Впрочем, оказывается, что их трое: Беглец сразу не заметил сидящего в углу за столом маленького человека в синей чешской фуражке, над которым курится канифольный дым и рассыпается какою-то легкомысленной музычкой радио, являющееся частью исполинского сооружения с панелями из серого металла – радиостанции 60-х годов, которая упорно посылает в пространство сигналы о дрейфе острова на юг и принимает ответные сообщения.

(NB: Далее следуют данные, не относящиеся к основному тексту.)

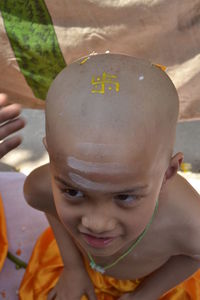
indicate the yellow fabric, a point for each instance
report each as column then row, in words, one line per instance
column 3, row 236
column 46, row 265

– Пишите нам: «Москва, „Лимпопо“», – произносит радио, и в этот момент Беглец окончательно понимает, что память есть, но никакой Москвы нет. И не может быть.
Кажется, то же самое приходит на ум и начальнику станции, который раскурив трубку, вновь берется за часы. «Так-цыки-так-тики…» Хорошо прирученные часы, правда, вроде попугайчиков или чижей: ткут и ткут неповторимую мелодию, хотя кажется, что твердят все время одно и то же. Ничего подобного. Трех, даже двух часов достаточно, чтобы…
– А с меня Ада Стрелка писала, – осмеливается вставить свое слово в беседу навигаторов этот маленький человек в углу. – Когда я в третьем классе был.
– Стрелка?!
Он невысокого роста, даже, можно сказать, маленький, с двенадцатилетнего, так, паренька. Филипп Васильевич Соболев, заместитель Михайлыча, то есть начальника станции. Отправляет телеграммы и осуществляет дежурную связь с большой землей. Сотни километров пролетает его голос, когда он выходит на связь:
«– Прием.
Прием.
Слышите?
Значит, один…
Значит, два…
Значит, три…»
Это «значит» всегда выдает его. Естественно, он тоже выпил сегодня: а чуть повезет ему выпить немножко, как оно появляется. Все уже знают: «значит, один…» Ему сорок лет. И он не врет.
Сидя и покуривая предложенную сигарету «Житан», он говорит Фотографу, что отведет его к женщине, у которой Ада с Володей жили и которая до сих пор переписывается…
Барак в глубине поселка. Старуха. Стоит, прислонившись спиною к косяку открытой двери, неподвижно глядя в глубину темной комнаты. Там телевизор. Слышны звуки сериала.
– Вот, – как дорогого гостя, выставляя вперед Фотографа, счастливо улыбается Филипп Васильевич, – Я, Нина Петровна, ему сказал, что ты… Сможешь рассказать про Аду и Володю…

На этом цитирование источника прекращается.